Koran Sulindo –Menyusul laporan eksklusif Washington Post yang menyebut CIA meyakini putra mahkota Saudi, Mohammad bin Salman terlibat pembunuhan Jamal Kashoghi, ‘tabrakan’ kepentingan Washington dan Riyadh tampaknya bakal tak terhindarkan.
Berjanji mengungkap dalang pembunuhan, Presiden Amerika Donald Trump dihadapkan pada salah satu keputusan terberatnya sebagai presiden. Terutama karena Saudi dan MBS merupakan sekutu utama Trump di Timur Tengah.
Laporan The Washington Post menyebut saudara laki-laki MBS, Khalid bin Salman yang bertindak sebagai duta besar Saudi di Washington, adalah orang yang menelepon Khashoggi sekaligus mendorongnya pergi ke Konsulat Saudi di Istanbul.
Duta Besar Saudi membantah telah melakukan percakapan telepon dengan Khashoggi.
Mentor dan penasihat MBS, Maher Abdulaziz Mutrib diduga setelah pembunuhan Khasogi menelepon Qahtani dan memintanya untuk memberi tahu sang bos bahwa misi telah dilaksanakan.
Meski Mutrib tak secara eksplisit menyebut nama bos itu, namun Qahtani hanya memiliki satu bos yakni MBS.
Rincian seperti yang disampaikan oleh Jaksa Agung Saudi sejauh ini merupakan pernyataan paling detail yang disediakan Riyadh terkait pembunuhan itu. Namun, penjelasan itu secara khusus juga menegaskan pembunuhan dilakukan tanpa izin dan putra mahkota tidak tau menahu tentang rencana itu.
Penjelasan tersebut adalah versi keempat yang disediakan Saudi setelah sebelumnya menyangkal memiliki hubungannya dengan pembunuhan dan justru mengklaim Khashoggi menghilang secara misterius atau bunuh diri.
Setelah Turki mulai membocorkan rincian rekaman di konsulat, Riyadh terpaksa mengakui keterlibatan parsial dan akhirnya menyatakan bahwa pejabat senior terlibat dalam perencanaan dan pembunuhan itu.
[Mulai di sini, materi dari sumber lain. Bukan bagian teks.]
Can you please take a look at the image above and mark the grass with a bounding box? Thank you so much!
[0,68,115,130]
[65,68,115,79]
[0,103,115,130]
Sementara jaksa agung Saudi telah mengumumkan 21 tersangka dan 15 dakwaan sekaligus menuntut hukuman mati pada lima tersangka, Riyadh jelas terlihat sedang mencoba mengurangi tekanan yang harus Washington.
Selain pamer ‘niat baik’ dengan pengumuman itu, sebelumnya Raja Salman telah memecat Ahmed al-Asiri dan Saud al-Qahtani. Keduanya adalah wakil kepala intelijen dan penasihat senior MBS.
Jaksa Agung Saudi juga menyebut Khashoggi dibunuh dengan ‘suntikan mematikan’ dan jasadnya dipotong-potong yang kemudian diserahkan kepada seseorang di luar konsulat untuk dibuang.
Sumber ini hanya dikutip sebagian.